Why Do Pronunciation Changes Spread?
But wait a minute! I hear you saying. What about all those words that begin with STR? This gets into the second question, of why sound changes spread. Janda and Joseph argue that although a sound change begins with some kind of phonetic condition, if it hangs around long enough it begins to be affected by other things.
In this case, speakers seem to have generalized it from STR after certain vowels to STR anywhere—sometimes even across words. In fact, I even heard Michelle Obama, who does a lot of S-retraction, do it in the phrase parents trying, which she pronounced as parent[ʃ] trying. Janda and Joseph note that for some speakers, S-backing shows signs of generalizing even further, to any consonant cluster beginning with S. Examples they’ve heard include [ʃ]till, [ʃ]creen, and under[ʃ]tand.
Pronunciation Has a Social Aspect
In addition to spreading to different phonetic contexts, there’s also a social aspect to how sound changes spread.
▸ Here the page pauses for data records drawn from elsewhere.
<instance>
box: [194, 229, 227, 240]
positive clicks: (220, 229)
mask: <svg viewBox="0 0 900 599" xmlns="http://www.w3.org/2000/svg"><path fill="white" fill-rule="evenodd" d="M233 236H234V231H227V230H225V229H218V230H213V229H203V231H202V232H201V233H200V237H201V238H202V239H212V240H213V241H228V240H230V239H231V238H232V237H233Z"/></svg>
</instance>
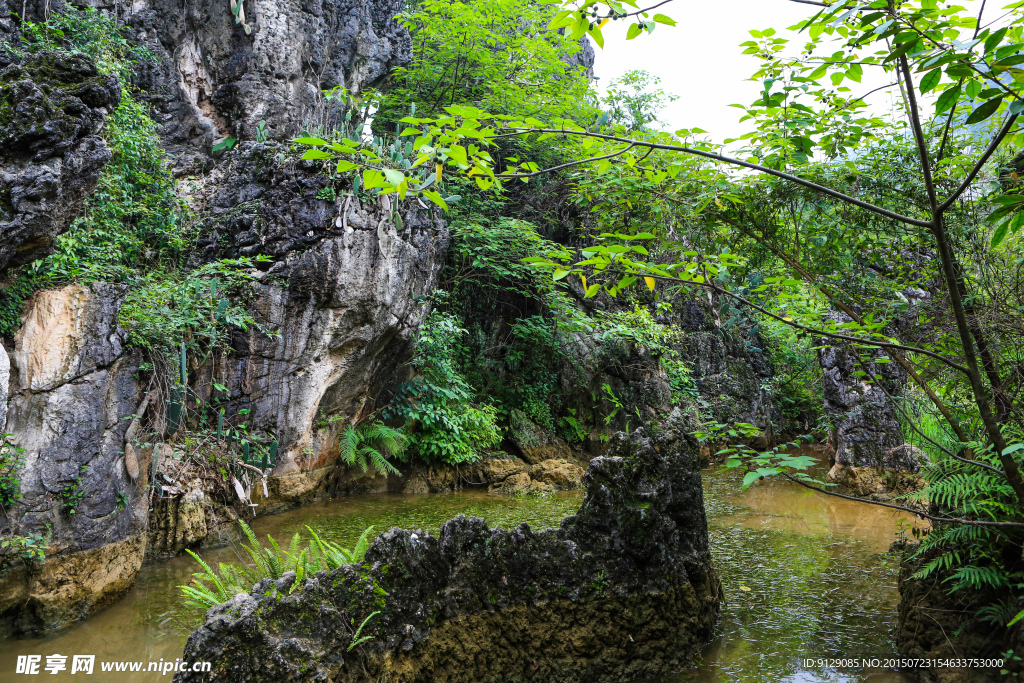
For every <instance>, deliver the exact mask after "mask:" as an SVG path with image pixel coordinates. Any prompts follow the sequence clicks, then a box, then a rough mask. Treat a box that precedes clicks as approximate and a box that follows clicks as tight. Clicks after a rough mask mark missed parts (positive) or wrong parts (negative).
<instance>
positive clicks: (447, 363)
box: [383, 310, 501, 465]
mask: <svg viewBox="0 0 1024 683" xmlns="http://www.w3.org/2000/svg"><path fill="white" fill-rule="evenodd" d="M465 335H466V330H464V329H463V328H461V327H460V326H459V321H458V319H457V318H456V317H455V316H454V315H452V314H450V313H442V312H440V311H436V310H435V311H432V312H431V313H430V315H429V316H428V317H427V322H426V323H425V324H424V325H423V328H422V329H421V332H420V340H419V343H418V345H417V355H416V358H415V359H414V360H413V366H414V368H416V370H417V372H418V373H419V376H418V377H416V378H415V379H414V380H413V381H411V382H406V383H404V384H402V385H401V386H400V387H398V390H397V392H395V397H394V400H393V401H392V402H391V404H390V405H389V407H388V408H387V409H385V411H384V412H383V417H385V418H389V417H396V418H401V419H403V420H404V421H406V424H407V429H409V432H410V444H411V445H412V446H413V447H414V449H415V452H416V454H417V455H418V456H419V457H420V458H422V459H423V460H425V461H427V462H436V461H440V462H444V463H449V464H452V465H456V464H458V463H464V462H473V461H475V460H477V459H479V457H480V451H482V450H483V449H488V447H492V446H494V445H497V444H498V443H499V442H501V433H500V432H499V430H498V424H497V420H498V411H497V409H496V408H495V407H494V405H474V404H473V402H472V398H473V393H474V392H473V389H472V387H471V386H470V385H469V383H468V382H467V381H466V379H465V378H464V377H463V376H462V374H460V372H459V369H458V364H457V362H456V353H457V351H458V348H459V345H460V342H461V339H462V337H464V336H465Z"/></svg>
Durian’s study in Columbus, Ohio found that it correlated with a speaker’s pride in living in or having lived in an urban area, as well as with age: Younger speakers do more S-backing than older ones.
One more linguist, Kathryn Campbell-Kibler, looked at the social aspect from the opposite direction: How do others perceive speakers who have S-backing? Campbell-Kibler found that varying combinations of S-backing, S-fronting (otherwise known as lisping), and so-called G-dropping (for example, fishin’ instead of fishing) could affect whether a speaker was perceived as intelligent or unintelligent, gay or straight, from the American South, or from the country. One commenter on a blog post that I wrote on this subject said that S-backers were perceived as having lower social class in the UK; but here in the United States, another commenter reported hearing it from NPR reporters and on The Real Housewives of Atlanta.
So whatever generalization you’re tempted to make about speakers that use S-backing, don’t take it too seriously, because it’s probably more complicated than you think. And now that you know about S-backing, get ready to hear a lot more of it in your lifetime, as it gains [ʃ]trength and makes [ʃ]trides.